Elaborate.  In this day and age, if architecture tanked and you needed something to do and earn money, I would say computer game design is a possible avenue. 

It’d be a different route in the computer gaming world than you think.  I played on a team competitively.  I learned how to market the sponsors.  We represented the target market of our sponsors; “The Look” to help break from the stereotype loner in the basement.  So we were in shape, active lifestyle, mid-20’s professional males with disposal income, a good smattering of ex-military and most of us married (I was the only one with kids so far though).  

Ok, fair enough.

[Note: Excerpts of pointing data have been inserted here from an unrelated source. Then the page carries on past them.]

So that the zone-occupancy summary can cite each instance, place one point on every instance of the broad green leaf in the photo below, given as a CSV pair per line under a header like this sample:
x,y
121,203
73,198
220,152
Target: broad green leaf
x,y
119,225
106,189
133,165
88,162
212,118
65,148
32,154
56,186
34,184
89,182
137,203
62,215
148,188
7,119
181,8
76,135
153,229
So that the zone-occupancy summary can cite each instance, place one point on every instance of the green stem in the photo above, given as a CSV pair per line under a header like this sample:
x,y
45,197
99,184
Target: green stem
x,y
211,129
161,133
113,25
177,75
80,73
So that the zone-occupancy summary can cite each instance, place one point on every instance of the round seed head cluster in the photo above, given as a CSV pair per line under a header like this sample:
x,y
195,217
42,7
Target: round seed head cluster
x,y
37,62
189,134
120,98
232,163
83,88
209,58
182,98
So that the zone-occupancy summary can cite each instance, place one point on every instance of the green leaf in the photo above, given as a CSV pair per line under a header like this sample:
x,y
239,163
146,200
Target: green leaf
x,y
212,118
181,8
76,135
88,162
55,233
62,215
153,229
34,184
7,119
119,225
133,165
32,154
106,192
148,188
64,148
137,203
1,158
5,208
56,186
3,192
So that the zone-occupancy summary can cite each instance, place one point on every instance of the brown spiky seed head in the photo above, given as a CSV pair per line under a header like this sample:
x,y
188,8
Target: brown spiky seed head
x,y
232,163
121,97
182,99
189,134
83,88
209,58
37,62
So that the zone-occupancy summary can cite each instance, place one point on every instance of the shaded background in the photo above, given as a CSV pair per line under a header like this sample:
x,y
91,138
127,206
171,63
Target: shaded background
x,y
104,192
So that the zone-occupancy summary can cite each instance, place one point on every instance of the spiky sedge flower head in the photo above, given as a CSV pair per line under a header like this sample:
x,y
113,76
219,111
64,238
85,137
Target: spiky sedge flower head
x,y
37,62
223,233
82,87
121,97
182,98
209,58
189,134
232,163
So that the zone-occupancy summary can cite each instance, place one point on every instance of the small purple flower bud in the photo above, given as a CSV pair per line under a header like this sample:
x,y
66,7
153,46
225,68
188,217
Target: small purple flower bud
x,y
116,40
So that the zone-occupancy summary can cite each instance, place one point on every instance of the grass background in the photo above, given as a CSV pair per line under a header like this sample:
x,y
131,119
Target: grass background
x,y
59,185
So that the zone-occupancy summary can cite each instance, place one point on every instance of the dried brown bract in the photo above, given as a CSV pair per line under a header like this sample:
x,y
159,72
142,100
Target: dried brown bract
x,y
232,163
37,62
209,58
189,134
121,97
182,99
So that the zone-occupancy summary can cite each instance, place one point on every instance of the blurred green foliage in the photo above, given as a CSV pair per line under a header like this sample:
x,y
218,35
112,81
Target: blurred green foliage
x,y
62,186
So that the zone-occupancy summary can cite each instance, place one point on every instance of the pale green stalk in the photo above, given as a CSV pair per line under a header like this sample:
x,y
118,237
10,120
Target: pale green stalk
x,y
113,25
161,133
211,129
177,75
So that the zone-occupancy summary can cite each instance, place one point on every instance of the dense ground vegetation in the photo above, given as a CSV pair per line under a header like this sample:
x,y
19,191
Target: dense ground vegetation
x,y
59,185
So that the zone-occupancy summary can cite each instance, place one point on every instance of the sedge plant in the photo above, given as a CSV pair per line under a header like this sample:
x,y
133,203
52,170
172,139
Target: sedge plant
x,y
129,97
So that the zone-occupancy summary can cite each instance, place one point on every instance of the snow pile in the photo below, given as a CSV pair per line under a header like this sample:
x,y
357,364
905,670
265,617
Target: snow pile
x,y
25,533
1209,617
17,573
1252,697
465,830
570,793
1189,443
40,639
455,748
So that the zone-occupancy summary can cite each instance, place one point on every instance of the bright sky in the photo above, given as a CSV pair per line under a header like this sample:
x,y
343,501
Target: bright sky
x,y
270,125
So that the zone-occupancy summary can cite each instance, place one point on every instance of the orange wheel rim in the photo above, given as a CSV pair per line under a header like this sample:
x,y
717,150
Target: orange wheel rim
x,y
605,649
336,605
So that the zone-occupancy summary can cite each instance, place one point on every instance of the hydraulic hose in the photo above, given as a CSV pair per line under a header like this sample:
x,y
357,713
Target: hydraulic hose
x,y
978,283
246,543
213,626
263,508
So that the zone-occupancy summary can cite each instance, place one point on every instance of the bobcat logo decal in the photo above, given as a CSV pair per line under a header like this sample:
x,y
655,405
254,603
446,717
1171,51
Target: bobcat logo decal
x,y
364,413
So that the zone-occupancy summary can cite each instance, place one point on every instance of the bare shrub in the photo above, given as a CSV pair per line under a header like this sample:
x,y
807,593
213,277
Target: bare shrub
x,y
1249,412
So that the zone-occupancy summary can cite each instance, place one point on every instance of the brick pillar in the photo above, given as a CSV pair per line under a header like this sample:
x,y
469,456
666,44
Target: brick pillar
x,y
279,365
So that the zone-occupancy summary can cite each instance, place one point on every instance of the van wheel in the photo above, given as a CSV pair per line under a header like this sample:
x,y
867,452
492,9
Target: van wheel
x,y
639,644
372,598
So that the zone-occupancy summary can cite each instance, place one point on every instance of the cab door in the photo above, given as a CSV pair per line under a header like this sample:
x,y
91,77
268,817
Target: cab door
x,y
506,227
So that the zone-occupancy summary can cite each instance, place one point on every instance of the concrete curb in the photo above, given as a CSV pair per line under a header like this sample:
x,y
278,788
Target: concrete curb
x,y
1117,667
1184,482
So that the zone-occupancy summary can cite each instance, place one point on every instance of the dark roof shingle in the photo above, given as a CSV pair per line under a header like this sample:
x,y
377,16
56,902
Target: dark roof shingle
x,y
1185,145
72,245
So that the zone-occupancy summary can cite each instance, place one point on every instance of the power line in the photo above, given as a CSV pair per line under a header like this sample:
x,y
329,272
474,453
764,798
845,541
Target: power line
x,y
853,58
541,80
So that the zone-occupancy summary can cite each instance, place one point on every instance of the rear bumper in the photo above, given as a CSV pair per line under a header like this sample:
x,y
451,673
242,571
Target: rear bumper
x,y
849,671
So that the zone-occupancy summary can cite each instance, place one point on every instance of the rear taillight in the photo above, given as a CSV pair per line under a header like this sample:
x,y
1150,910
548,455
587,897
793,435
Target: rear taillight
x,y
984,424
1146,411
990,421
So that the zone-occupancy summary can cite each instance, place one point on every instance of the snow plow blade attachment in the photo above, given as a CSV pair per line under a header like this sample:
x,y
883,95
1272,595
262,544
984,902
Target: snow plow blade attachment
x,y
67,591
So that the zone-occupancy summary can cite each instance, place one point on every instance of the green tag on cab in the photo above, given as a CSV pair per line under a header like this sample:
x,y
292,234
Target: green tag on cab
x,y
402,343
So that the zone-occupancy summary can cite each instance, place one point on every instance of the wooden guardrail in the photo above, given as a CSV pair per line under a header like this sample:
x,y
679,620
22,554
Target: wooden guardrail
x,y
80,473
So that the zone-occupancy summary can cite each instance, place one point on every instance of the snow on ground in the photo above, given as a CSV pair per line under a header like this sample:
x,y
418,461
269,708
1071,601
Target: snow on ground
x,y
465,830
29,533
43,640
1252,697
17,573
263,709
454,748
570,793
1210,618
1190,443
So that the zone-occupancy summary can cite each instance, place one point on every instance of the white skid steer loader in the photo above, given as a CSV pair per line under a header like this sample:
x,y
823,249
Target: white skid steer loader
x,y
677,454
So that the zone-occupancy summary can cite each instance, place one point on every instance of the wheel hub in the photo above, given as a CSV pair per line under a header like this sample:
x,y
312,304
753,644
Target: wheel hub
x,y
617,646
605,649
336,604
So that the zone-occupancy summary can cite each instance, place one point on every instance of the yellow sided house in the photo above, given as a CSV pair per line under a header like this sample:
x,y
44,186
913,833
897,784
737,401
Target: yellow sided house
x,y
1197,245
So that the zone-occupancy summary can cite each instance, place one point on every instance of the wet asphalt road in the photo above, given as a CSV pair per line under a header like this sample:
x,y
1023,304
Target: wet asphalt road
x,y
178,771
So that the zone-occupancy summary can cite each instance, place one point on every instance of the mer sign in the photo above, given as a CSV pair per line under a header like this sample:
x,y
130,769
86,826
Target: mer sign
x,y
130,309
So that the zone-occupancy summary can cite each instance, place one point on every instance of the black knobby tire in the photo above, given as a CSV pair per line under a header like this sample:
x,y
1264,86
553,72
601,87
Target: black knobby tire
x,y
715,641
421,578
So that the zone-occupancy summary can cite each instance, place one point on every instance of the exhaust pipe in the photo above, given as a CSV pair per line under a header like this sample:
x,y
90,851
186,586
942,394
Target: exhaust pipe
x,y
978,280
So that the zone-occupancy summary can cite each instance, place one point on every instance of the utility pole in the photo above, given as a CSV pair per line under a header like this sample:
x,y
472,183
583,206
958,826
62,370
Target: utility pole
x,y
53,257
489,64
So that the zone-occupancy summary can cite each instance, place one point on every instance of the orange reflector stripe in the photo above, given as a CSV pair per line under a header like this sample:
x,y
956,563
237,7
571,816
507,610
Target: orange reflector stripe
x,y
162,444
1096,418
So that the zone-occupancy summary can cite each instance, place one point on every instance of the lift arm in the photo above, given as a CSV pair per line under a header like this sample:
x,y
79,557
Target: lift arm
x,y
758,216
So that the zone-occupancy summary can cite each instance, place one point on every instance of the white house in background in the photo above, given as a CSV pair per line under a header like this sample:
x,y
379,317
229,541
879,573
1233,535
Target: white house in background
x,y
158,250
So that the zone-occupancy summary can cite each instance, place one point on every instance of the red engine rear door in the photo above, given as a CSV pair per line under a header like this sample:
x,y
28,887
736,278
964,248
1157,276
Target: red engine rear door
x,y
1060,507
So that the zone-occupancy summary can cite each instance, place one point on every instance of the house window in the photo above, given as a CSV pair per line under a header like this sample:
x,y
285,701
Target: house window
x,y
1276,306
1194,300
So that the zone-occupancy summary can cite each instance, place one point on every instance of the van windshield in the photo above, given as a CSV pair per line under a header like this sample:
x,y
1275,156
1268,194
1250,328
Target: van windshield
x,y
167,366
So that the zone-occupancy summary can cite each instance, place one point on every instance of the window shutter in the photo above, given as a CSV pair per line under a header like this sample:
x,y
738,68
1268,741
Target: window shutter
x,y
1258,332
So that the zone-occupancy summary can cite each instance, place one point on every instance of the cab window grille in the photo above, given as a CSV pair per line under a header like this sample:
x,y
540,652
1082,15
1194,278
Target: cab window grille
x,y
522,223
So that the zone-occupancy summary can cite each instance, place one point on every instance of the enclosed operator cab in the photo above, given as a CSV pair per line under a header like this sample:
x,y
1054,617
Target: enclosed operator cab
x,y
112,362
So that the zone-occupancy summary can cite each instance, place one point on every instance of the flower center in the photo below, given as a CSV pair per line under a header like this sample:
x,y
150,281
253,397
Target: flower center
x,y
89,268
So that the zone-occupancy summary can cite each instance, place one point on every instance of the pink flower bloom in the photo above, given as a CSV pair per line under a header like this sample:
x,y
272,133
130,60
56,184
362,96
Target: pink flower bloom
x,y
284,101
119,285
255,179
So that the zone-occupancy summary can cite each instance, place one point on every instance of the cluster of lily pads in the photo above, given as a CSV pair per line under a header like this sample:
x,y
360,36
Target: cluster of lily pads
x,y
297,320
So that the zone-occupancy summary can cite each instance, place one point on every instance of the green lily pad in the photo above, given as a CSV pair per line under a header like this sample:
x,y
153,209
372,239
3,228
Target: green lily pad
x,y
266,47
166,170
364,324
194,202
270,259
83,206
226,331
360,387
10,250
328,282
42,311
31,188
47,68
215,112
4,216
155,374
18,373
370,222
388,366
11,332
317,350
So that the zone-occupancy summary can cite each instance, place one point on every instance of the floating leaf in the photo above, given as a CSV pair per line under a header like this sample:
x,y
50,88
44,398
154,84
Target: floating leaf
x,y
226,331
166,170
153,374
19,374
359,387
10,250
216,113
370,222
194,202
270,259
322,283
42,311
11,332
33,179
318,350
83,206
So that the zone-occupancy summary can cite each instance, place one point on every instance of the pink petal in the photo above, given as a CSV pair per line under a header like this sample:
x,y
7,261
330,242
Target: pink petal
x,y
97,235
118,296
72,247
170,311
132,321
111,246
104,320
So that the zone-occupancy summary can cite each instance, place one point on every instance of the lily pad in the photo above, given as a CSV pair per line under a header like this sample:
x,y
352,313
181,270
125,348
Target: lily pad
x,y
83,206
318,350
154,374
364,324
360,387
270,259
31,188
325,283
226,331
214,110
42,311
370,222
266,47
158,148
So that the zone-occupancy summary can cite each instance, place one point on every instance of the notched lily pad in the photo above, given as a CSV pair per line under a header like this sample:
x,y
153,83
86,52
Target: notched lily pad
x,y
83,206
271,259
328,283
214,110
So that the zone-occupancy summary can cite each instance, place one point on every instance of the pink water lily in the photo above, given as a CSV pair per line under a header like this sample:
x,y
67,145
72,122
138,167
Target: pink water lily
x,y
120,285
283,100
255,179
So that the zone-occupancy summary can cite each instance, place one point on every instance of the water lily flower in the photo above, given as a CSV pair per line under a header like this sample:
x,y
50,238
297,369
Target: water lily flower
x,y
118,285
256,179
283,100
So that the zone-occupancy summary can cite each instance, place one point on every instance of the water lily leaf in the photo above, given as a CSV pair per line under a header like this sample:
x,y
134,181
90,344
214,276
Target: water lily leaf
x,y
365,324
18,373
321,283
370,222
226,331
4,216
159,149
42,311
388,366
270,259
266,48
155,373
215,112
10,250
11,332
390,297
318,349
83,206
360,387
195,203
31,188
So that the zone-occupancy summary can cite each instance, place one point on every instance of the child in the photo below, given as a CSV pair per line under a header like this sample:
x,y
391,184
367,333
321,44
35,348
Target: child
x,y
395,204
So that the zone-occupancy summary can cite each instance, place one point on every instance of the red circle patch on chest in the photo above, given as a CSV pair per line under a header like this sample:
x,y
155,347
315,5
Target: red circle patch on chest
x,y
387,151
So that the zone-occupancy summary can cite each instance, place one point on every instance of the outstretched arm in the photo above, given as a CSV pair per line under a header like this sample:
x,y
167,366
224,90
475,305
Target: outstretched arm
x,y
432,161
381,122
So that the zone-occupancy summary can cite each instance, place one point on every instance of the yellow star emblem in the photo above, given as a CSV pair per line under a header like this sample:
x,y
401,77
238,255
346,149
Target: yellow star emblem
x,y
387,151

It does sound more like the PR & Marketing area than it does the actual game design & development. Nonetheless, it is part of the business.

Aug 29, 16 6:24 pm

RickB-BSMNT, 

That's completely irrelevant and offensive.  

You are a jobless 40 year old virgin living in your parent's basement.  You've never had the chance to do anything with your life.  You've barely seen any part of America let alone the world.  You have a worthless associates degree, a bunch of college credit that adds up to no degree.  You've never had the chance to even work in an office doing building design.  You're probably friendless (sorry).  You have some extreme and alienating religious and personal points of view that do not help you out either.  

First off, I personally do NOT give a fuck about seeing parts of the world. For a lot longer than a million human life times, I have seen this world and its changes. So fuck you you little peon human being who never seen more than one planet. Now, go screw yourself.

Is my economic mobility closely tied to monthly wages?  Sure is, but I'm building wealth and have done more with my life than I ever dreamed of.  

Until the next recession takes all your savings and sets you back a $100K and by the time you even make progress, you are back where you started. By the time you can even own a home, you'll be in a pine box for a century.

If you even hope to even be able to do the following: "I'd be a rich guy who doesn't have to make a living. I'd just make art, indulge in expensive hobbies like exotic car racing, and bum around the world enjoying an endless summer." - you are going to need to be making $250 to 500K a month. GOOD LUCK WITH THAT ONE. Those numbers will continue to increase with inflation.

The last I recall, employees of architects don't make that kind of money. 

Your earning ceiling in this occupation is maybe $150K a year. Maybe if lucky, $250K a year. That won't be enough to pay a life of luxury like your dream is. You sure the hell won't be making $250K/month to $500K/month as an employee. 

Aug 29, 16 6:40 pm

Just say no to crystal meth, Balkins.

Aug 29, 16 6:57 pm

Interesting that Ricky picked out no-form's comment and decided to go off on the economics of it as unfeasible. I'm assuming this means that others' chosen professions are perfectly feasible and Ricky would sign off on them.

curtkram, apparently you get the green light to be a single drop of rain. Good luck with that. Let us know how it turns out.

Aug 29, 16 6:59 pm

David Cole,

Reincarnation with memory. Simple as that. 

Aug 29, 16 7:00 pm
Non Sequitur
Balkins just went full Balkins.

Looks like no–form hit all the right notes.